The House of Henneberg was a medieval German comital family (Grafen) which from the 11th century onwards held large territories in the Duchy of Franconia. Their county was raised to a princely county (Gefürstete Grafschaft) in 1310.

Upon the extinction of the line in the late 16th century, most of the territory was inherited by the Saxon House of Wettin and subsequently incorporated into the Thuringian estates of its Ernestine branch.

Origins
The distant origins of this family are speculative yet seem to originate in the Middle Rhine Valley, east of modern-day France. Charibert, a nobleman in Neustria is the earliest recorded ancestor of the family, dating before 636.  Five generations pass between Charibert and the next descendant of note, Robert III of Worms. Both the Capetian dynasty and the Elder House of Babenberg (Popponids) are direct male lineal descendants of Count Robert I and therefore referred to as Robertians.

The designation Babenberger, from the castle of Bamberg (Babenberch), was established in the 12th century by the chronicler Otto of Freising, himself a member of the Babenberg family. The later House of Babenberg, which ruled what became the Duchy of Austria, claimed to come of the Popponid dynasty. However, the descent of the first margrave Leopold I of Austria († 994) remains uncertain.

County of Henneberg

In the 11th century, the dynasty's estates around the ancestral seat Henneberg Castle near Meiningen belonged to the German stem duchy of Franconia. They were located southwest of the Rennsteig ridge in the Thuringian Forest, then forming the border with the possessions held by the Landgraves of Thuringia in the north. In 1096 one Count Godebold II of Henneberg served as a burgrave of the Würzburg bishops, his father Poppo had been killed in battle in 1078. In 1137 he established Vessra Abbey near Hildburghausen as the family's house monastery.

The counts lost their position as the bishops were raised to "Dukes of Franconia" in the 12th century. Nevertheless, in the course of the War of the Thuringian Succession upon the death of Landgrave Henry Raspe, Count Herman I of Henneberg (1224–1290) in 1247 received the Thuringian lordship of Schmalkalden from the Wettin margrave Henry III of Meissen. After the extinction of the Bavarian House of Andechs upon the death of Duke Otto II of Merania in 1248, the Counts of Henneberg also inherited their Franconian lordship of Coburg (then called the "new lordship", later Saxe-Coburg).

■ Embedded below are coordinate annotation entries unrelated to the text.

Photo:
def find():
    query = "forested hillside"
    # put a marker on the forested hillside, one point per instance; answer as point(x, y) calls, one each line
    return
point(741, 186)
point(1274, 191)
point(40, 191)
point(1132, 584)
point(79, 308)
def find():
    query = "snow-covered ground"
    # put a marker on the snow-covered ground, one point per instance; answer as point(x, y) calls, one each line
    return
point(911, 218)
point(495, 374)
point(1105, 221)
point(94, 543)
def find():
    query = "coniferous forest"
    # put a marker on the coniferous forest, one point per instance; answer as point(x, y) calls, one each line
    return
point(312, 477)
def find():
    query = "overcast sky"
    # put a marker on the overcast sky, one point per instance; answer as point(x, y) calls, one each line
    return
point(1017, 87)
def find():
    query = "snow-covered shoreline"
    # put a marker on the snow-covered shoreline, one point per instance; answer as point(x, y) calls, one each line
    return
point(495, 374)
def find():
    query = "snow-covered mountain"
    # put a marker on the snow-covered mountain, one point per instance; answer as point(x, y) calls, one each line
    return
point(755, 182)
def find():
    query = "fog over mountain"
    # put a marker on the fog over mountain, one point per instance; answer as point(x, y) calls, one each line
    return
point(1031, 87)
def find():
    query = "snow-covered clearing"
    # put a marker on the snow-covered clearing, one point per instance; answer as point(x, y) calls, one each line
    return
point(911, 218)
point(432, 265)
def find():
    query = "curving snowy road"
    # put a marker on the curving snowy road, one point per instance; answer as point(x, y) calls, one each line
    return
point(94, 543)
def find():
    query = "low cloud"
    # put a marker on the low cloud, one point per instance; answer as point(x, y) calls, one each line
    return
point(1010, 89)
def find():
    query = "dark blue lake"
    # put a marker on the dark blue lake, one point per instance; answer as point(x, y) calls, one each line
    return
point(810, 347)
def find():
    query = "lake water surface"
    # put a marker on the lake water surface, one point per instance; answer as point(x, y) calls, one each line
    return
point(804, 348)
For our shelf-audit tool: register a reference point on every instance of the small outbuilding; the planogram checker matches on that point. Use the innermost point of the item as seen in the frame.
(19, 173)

In 1274 the Henneberg estates were divided into the Schleusingen, Aschach-Römhild and Hartenberg branches. Count Berthold VII of Henneberg-Schleusingen (1272–1340) was elevated to princely status in 1310, his estates comprised the towns of Schmalkalden, Suhl and Coburg. In 1343 the Counts of Hennberg also purchased the Thuringian town of Ilmenau. The Coburg lands passed to the Saxon House of Wettin upon the marriage of Countess Catherine of Henneberg to Margrave Frederick III of Meissen in 1347.

After the Imperial Reform of 1500, the County of Henneberg formed the northernmost part of the Franconian Circle, bordering on the Upper Saxon Ernestine duchies and the lands of the Upper Rhenish prince-abbacy of Fulda in the northwest. A thorn in the side remained the enclave of Meiningen, a fief held by the Bishops of Würzburg, which was not acquired by the counts until 1542.

Disestablishment
Whereas the male line of the House of Babenberg became extinct in 1246, the Counts of Henneberg lived on until 1583. In 1554 William IV of Henneberg-Schleusingen had signed a treaty of inheritance with Duke John Frederick II of Saxony. However, when the last Count George Ernest of Henneberg died, both the Ernestine and the Albertine branch of the Wettin dynasty claimed his estates, that were finally divided in 1660 among the Ernestine duchies of Saxe-Weimar and Saxe-Gotha and the Albertine duke Maurice of Saxe-Zeitz. The Lordship of Schmalkalden fell to Landgrave William IV of Hesse-Kassel, according to an inheritance treaty of 1360.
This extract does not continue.